We also searched for causes outside of fatigue that may have led to reduced temporal resolution and speech perception in noise in trained instrumental musicians. A survey on British musicians (Gross & Musgrave, 2016) found that professional musicians are three times more likely to report mental health problems. Professional music performances are demanding and require extensive training, commitment, interest, motivation, patience, and passion. Long working hours induce fatigue in musicians (Park et al., 2001; Salve, 2017), which might affect their performances in nonmusical auditory tasks. Wesseldijk et al. (2019) have reported that instrumental musicians are at a significantly higher risk of developing anxiety disorders, schizotypal, depressive, and burnout symptoms than those who never played instruments. Such symptoms were associated with fatigue and auditory processing disorders (Iliadou & Iakovides, 2003; Kähkönen et al., 2007; Obuchi et al., 2017). These may be underlying factors based on which the association between fatigue and temporal resolution and speech perception in noise in trained instrumental musicians can be explained.
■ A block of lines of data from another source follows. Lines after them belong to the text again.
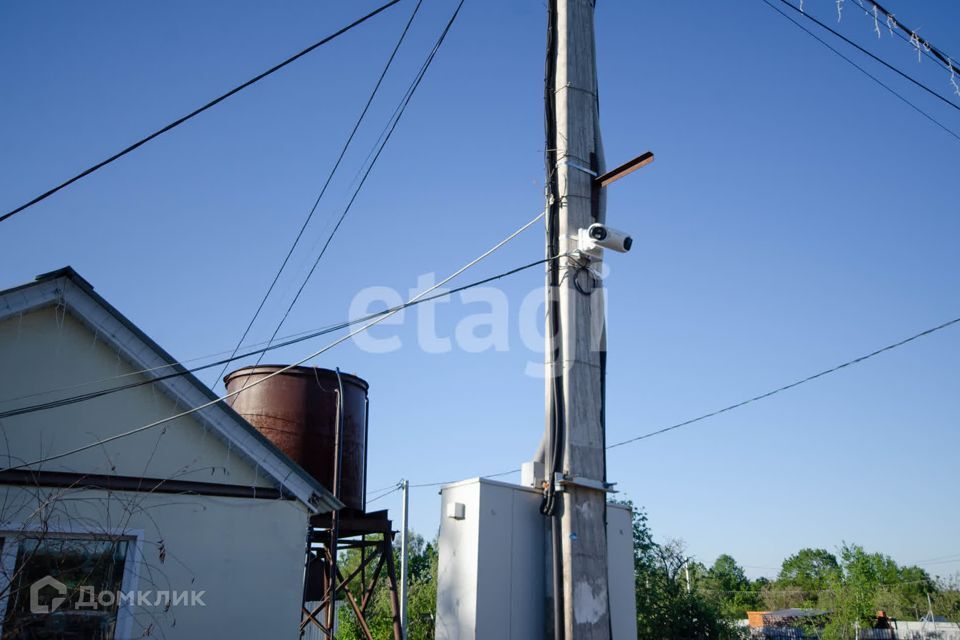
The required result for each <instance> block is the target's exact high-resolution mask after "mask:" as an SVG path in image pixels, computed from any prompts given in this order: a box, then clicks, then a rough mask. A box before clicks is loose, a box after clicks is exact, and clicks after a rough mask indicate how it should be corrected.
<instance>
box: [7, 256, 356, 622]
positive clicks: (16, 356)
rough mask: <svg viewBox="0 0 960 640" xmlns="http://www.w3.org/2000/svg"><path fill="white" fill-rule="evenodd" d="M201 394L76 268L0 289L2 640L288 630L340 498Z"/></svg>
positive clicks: (188, 376) (294, 614)
mask: <svg viewBox="0 0 960 640" xmlns="http://www.w3.org/2000/svg"><path fill="white" fill-rule="evenodd" d="M171 373H173V374H177V375H173V376H169V374H171ZM167 376H168V377H167ZM163 377H165V379H161V380H158V381H156V382H152V383H146V384H142V385H139V386H132V388H128V389H125V390H122V391H115V392H111V393H105V394H100V393H99V392H101V391H103V390H109V389H111V388H114V387H117V386H118V385H126V386H131V385H130V383H135V382H146V381H148V380H152V379H154V378H163ZM78 394H85V395H86V399H84V400H83V401H81V402H73V403H62V404H61V403H58V402H57V401H59V400H62V399H64V398H71V397H75V396H77V395H78ZM215 400H216V397H215V396H214V395H213V393H212V392H211V391H210V390H209V389H208V388H207V387H206V386H205V385H204V384H202V383H201V382H200V381H199V380H198V379H197V378H196V377H194V376H193V375H191V374H190V373H188V372H187V371H186V370H185V369H183V368H182V367H181V366H180V365H177V364H175V361H174V359H173V358H172V357H171V356H169V355H168V354H167V353H166V352H165V351H163V350H162V349H161V348H160V347H159V346H158V345H157V344H156V343H155V342H153V341H152V340H151V339H150V338H149V337H147V336H146V335H145V334H144V333H143V332H142V331H140V330H139V329H137V327H136V326H134V325H133V324H132V323H131V322H130V321H129V320H127V319H126V318H125V317H124V316H123V315H121V314H120V312H118V311H117V310H116V309H114V308H113V307H112V306H111V305H110V304H108V303H107V302H106V301H105V300H104V299H103V298H102V297H100V296H99V295H98V294H97V293H96V292H94V290H93V287H92V286H91V285H90V284H89V283H87V282H86V281H85V280H84V279H83V278H81V277H80V276H79V275H78V274H77V273H76V272H75V271H74V270H73V269H71V268H69V267H67V268H65V269H61V270H59V271H55V272H52V273H48V274H44V275H42V276H39V277H38V278H37V279H36V281H35V282H32V283H29V284H26V285H23V286H19V287H16V288H13V289H8V290H6V291H0V542H2V547H0V625H2V629H0V635H2V637H3V638H8V637H9V638H52V637H58V638H66V637H69V638H77V639H79V638H90V639H93V638H96V639H103V640H107V639H116V640H121V639H126V638H141V637H151V636H155V637H163V638H168V639H171V640H174V639H176V638H184V639H195V638H231V640H240V639H245V638H249V639H251V640H254V639H256V640H262V639H264V638H271V639H274V638H296V637H298V636H299V626H298V625H299V623H300V614H301V603H302V602H303V589H304V562H305V559H306V540H307V535H308V528H309V522H310V518H311V516H315V515H318V514H323V513H329V512H331V511H333V510H336V509H338V508H339V507H340V506H342V505H341V504H340V502H339V501H338V500H336V498H334V497H333V495H331V494H330V492H329V491H327V490H326V489H325V488H324V487H323V486H322V485H321V484H320V483H319V482H318V481H317V480H316V479H314V478H313V477H312V476H311V475H309V474H308V473H307V472H306V471H304V470H303V469H302V468H300V467H299V466H298V465H297V464H295V463H294V462H293V461H292V460H291V459H290V458H289V457H287V456H286V455H284V454H283V452H281V451H280V450H279V449H278V448H277V447H276V446H274V445H273V444H272V443H271V442H269V441H268V440H267V439H266V438H265V437H263V436H262V435H261V434H260V433H259V432H258V431H257V430H255V429H254V428H253V427H252V426H251V425H250V424H249V423H247V422H246V421H245V420H244V419H243V418H241V417H240V416H239V415H238V414H236V413H235V412H234V411H233V410H232V409H231V408H230V407H228V406H226V405H224V404H222V403H216V402H214V401H215ZM208 403H209V404H210V406H209V407H207V408H204V409H203V410H200V411H197V412H192V413H186V414H185V415H182V416H181V417H178V418H176V419H174V420H170V421H164V422H160V421H162V420H163V419H165V418H169V417H171V416H176V415H178V414H181V413H184V412H185V411H187V410H188V409H190V408H194V407H198V406H201V405H204V404H208ZM38 406H39V408H37V407H38ZM30 407H33V409H32V410H31V409H29V408H30ZM151 425H152V426H151Z"/></svg>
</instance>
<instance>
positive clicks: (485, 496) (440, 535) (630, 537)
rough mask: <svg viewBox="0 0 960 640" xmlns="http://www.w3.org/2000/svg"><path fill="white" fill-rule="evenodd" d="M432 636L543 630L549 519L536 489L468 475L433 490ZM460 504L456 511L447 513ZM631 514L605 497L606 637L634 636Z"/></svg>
mask: <svg viewBox="0 0 960 640" xmlns="http://www.w3.org/2000/svg"><path fill="white" fill-rule="evenodd" d="M440 493H441V508H442V512H441V513H443V514H444V516H445V517H443V518H442V519H441V522H440V537H439V544H438V553H439V568H438V582H437V618H436V625H435V628H436V635H435V639H436V640H541V639H545V638H546V629H547V619H546V618H547V597H548V594H549V592H550V591H551V587H550V584H549V583H548V580H547V577H548V574H547V571H546V568H547V565H548V558H547V553H546V552H547V549H548V547H547V544H548V540H549V538H548V534H549V526H548V525H549V520H548V519H547V518H545V517H544V516H543V515H541V514H540V491H539V490H536V489H533V488H531V487H524V486H518V485H513V484H508V483H505V482H497V481H495V480H487V479H480V478H474V479H471V480H463V481H461V482H455V483H452V484H448V485H445V486H444V487H443V488H442V489H441V491H440ZM456 505H460V506H462V507H463V510H462V511H461V512H460V513H462V517H461V518H460V519H457V518H455V517H454V516H451V515H450V514H451V513H454V512H456V511H457V507H456ZM632 519H633V516H632V513H631V512H630V510H629V509H628V508H627V507H624V506H622V505H616V504H608V505H607V549H608V553H609V556H608V564H607V576H608V585H609V599H610V616H611V627H612V632H613V635H612V640H636V637H637V614H636V599H635V595H634V578H633V522H632Z"/></svg>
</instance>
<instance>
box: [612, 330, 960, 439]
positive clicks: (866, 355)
mask: <svg viewBox="0 0 960 640" xmlns="http://www.w3.org/2000/svg"><path fill="white" fill-rule="evenodd" d="M957 323H960V318H954V319H953V320H949V321H947V322H944V323H943V324H940V325H937V326H936V327H933V328H931V329H927V330H925V331H921V332H920V333H917V334H915V335H912V336H910V337H909V338H906V339H904V340H900V341H899V342H895V343H893V344H890V345H887V346H885V347H883V348H881V349H877V350H876V351H872V352H870V353H868V354H867V355H864V356H860V357H859V358H854V359H853V360H848V361H847V362H844V363H843V364H838V365H837V366H835V367H831V368H829V369H824V370H823V371H820V372H819V373H815V374H813V375H812V376H807V377H806V378H803V379H801V380H797V381H796V382H791V383H790V384H787V385H784V386H782V387H778V388H776V389H774V390H772V391H767V392H766V393H762V394H760V395H758V396H754V397H752V398H749V399H747V400H743V401H741V402H738V403H736V404H732V405H729V406H727V407H724V408H723V409H718V410H716V411H711V412H710V413H705V414H703V415H702V416H698V417H696V418H692V419H690V420H684V421H683V422H679V423H677V424H674V425H670V426H669V427H663V428H662V429H657V430H656V431H651V432H649V433H645V434H643V435H641V436H637V437H635V438H630V439H629V440H623V441H622V442H617V443H615V444H611V445H609V446H608V447H607V449H614V448H616V447H622V446H623V445H625V444H630V443H631V442H638V441H640V440H646V439H647V438H652V437H654V436H658V435H660V434H663V433H667V432H668V431H674V430H676V429H680V428H682V427H686V426H689V425H691V424H694V423H696V422H700V421H702V420H706V419H707V418H713V417H714V416H718V415H720V414H722V413H726V412H728V411H733V410H734V409H739V408H740V407H743V406H746V405H748V404H751V403H753V402H757V401H758V400H763V399H765V398H769V397H770V396H774V395H776V394H778V393H781V392H783V391H787V390H789V389H793V388H794V387H799V386H800V385H802V384H806V383H807V382H812V381H814V380H816V379H818V378H822V377H823V376H826V375H829V374H831V373H835V372H837V371H840V370H841V369H845V368H846V367H849V366H852V365H855V364H859V363H861V362H863V361H865V360H869V359H870V358H873V357H875V356H878V355H880V354H881V353H886V352H887V351H892V350H893V349H896V348H897V347H902V346H903V345H905V344H908V343H910V342H913V341H914V340H917V339H919V338H922V337H924V336H928V335H930V334H932V333H936V332H937V331H942V330H943V329H946V328H947V327H950V326H953V325H955V324H957Z"/></svg>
Fatigue may cause anxiety, depression, schizotypal disorders, and burnouts, which may cause cognitive processing deficits. Continuous practice during training sessions requires extensive self-monitoring. The monitored auditory input for a long duration may induce fatigue and reduce temporal resolution and speech perception in noise abilities. Moore and colleagues (2017) measured the pattern of brain activation while listening for a long duration. They found a reduction in the N1 component of EEG (related to arousal activity), which represents reduced attention. Dobrucki et al. (2017) reviewed various auditory fatigue aspects caused by listening to music. They stated that listening to music over a longer duration leads to fatigue, making sustained attention difficult. Attention is crucial for the temporal release of masking (Günel et al., 2018) and auditory stream segregation (Paredes-Gallardo et al., 2018). Fatigue likely modulated attention, which in turn modulated the auditory processing abilities.

The present study was the first to assess fatigue's effect on the temporal release of masking and auditory stream segregation in trained instrumental musicians. The scores were compared with that of nonmusicians. The fatigue was measured using a visual analog scale at two-time points: before and after training/practice. We found that post-training/practice scores of both musicians and nonmusicians were lesser than the pre-rehearsal scores, indicated the training/practice caused significant fatigue in them. The pre-fatigue scores for temporal release of masking and auditory stream segregation were significantly better for musicians than nonmusicians, but the post-fatigue scores were not significantly different. We thus concluded that fatigue caused a reduction in these abilities in trained instrumental musicians. In the end, we recommend that musicians consider fatigue a significant factor, as it might affect their performance in auditory processing tasks.

The authors disclose no conflict of interest. No funds have been received from any source for conducting the research.